On Sun, Jan 01, 2017 at 02:11:27PM -0800, Rick Moen wrote:
> Quoting Simon Hobson (linux@???):
>
> > What do /etc/resolv.conf and /etc/nssswitch.conf have in them ?
> > Though to be honest, other than the systems I have BIND running on,
> > DNS resolution is something of a black box to me.
>
> On Linux systems, there is a DNS 'stub resolver' librery 'libresolv'
> included in the glibc package, that furnishes the system's res_query(),
> res_search(), res_mkquery(), res_send(), res_init(), dn_comp(),
> dn_expand() functions, plus higher-level functions such as
> gethostbyname() and gethostbyaddr().
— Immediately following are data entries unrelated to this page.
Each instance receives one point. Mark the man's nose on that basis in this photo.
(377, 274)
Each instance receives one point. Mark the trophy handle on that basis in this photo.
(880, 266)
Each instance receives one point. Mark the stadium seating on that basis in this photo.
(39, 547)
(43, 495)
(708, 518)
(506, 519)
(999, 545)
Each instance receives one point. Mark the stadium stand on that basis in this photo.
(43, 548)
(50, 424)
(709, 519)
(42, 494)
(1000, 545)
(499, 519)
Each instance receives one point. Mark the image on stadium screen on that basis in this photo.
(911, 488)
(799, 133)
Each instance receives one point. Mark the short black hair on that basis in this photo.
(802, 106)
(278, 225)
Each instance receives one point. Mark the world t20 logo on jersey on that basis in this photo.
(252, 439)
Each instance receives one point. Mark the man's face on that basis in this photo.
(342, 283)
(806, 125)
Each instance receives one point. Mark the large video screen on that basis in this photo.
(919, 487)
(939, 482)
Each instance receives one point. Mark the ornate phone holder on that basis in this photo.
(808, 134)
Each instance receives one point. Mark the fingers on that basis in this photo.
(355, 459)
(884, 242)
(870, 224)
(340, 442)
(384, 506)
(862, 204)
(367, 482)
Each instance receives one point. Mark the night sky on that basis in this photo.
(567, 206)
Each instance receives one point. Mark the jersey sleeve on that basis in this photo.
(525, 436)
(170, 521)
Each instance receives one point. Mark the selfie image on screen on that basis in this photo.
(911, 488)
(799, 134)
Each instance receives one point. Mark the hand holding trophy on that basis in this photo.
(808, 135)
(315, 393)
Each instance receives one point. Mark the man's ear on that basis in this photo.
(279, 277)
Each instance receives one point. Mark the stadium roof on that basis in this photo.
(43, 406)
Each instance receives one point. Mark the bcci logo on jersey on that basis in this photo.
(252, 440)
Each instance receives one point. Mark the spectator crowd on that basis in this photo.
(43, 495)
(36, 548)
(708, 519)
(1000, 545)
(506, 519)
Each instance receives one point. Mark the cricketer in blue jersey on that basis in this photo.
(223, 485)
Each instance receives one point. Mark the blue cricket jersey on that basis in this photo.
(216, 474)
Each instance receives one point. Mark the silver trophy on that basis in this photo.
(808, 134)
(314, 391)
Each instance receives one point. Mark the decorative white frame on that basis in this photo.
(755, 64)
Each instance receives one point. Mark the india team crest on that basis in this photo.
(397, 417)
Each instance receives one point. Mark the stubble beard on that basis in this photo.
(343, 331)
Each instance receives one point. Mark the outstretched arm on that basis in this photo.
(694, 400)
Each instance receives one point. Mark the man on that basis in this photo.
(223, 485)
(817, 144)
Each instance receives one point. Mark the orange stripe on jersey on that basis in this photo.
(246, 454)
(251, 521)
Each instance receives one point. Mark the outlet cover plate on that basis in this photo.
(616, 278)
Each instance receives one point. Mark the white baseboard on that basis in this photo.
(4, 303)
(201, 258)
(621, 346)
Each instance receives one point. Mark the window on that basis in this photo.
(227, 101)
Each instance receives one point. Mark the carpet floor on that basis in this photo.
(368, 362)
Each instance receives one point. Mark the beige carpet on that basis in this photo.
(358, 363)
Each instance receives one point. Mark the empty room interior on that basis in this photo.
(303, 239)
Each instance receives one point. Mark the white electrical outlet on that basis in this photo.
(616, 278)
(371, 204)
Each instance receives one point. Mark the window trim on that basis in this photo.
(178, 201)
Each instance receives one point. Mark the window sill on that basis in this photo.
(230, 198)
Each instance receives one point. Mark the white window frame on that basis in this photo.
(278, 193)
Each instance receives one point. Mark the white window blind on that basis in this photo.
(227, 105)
See:
> https://linux.die.net/man/3/resolver
>
> This is distressingly ancient and crufty code, going all the way back to
> 1980s BSD UNIX. After that, it was inside BIND4, BIND8, and all BIND9
> versions until 9.6.0 as 'libbind'. It was removed from BIND itself
> starting BIND 9.6.0. glibc borrowed as 'libresolv' the version of this
> code during the long BIND8 era, and kept in sync with the BIND8 module
> through BIND 8.2.3-T5B in July 2000, from which point it has continued
> to evolve independently in glibc.
>
> The purpose of a 'stub resolver' is to originate outgoing DNS queries to
> a separate _real_ recursive nameserver[1] on- or off-system (e.g.,
> Unbound, BIND9's recursive functions, MaraDNS, PowerDNS Recursor,
> dnscache, Deadwood).
>
> libresolv is used as a generic glibc interface to all DNS name resolution
> methods - from using /etc/hosts file to DNS/NIS/LDAP services, and
> system its behaviour is controlled by /etc/nsswitch.conf and
> /etc/resolv.conf.
>
> It should be noted that many programs presume to cache DNS, e.g., Web
> browsers do, as does the Java runtime. Also, some systems such as ones
> on NIS or LDAP and NFS tend to run dedicated system caching daemons like
> GNU's nscd[2] for performance purposes (i.e., to make performance suck
> less).
I'll look for the various programs mentioned here, and see if they are
present on my system... But I'm starting to suspect that part of the
problem is that too many programs cache the dns, and once they have
something wrong, they hang onto it.
-- hendrik
>
> Possibly of assistance:
> http://linuxmafia.com/faq/Network_Other/dns-servers.html
>
>
> [1] Or to a forwarder such as Dnsmasq, DNRD, CurveDNS, dproxy, or pdnsd,
> which in turn would need to relay the query to a real recursive nameserver.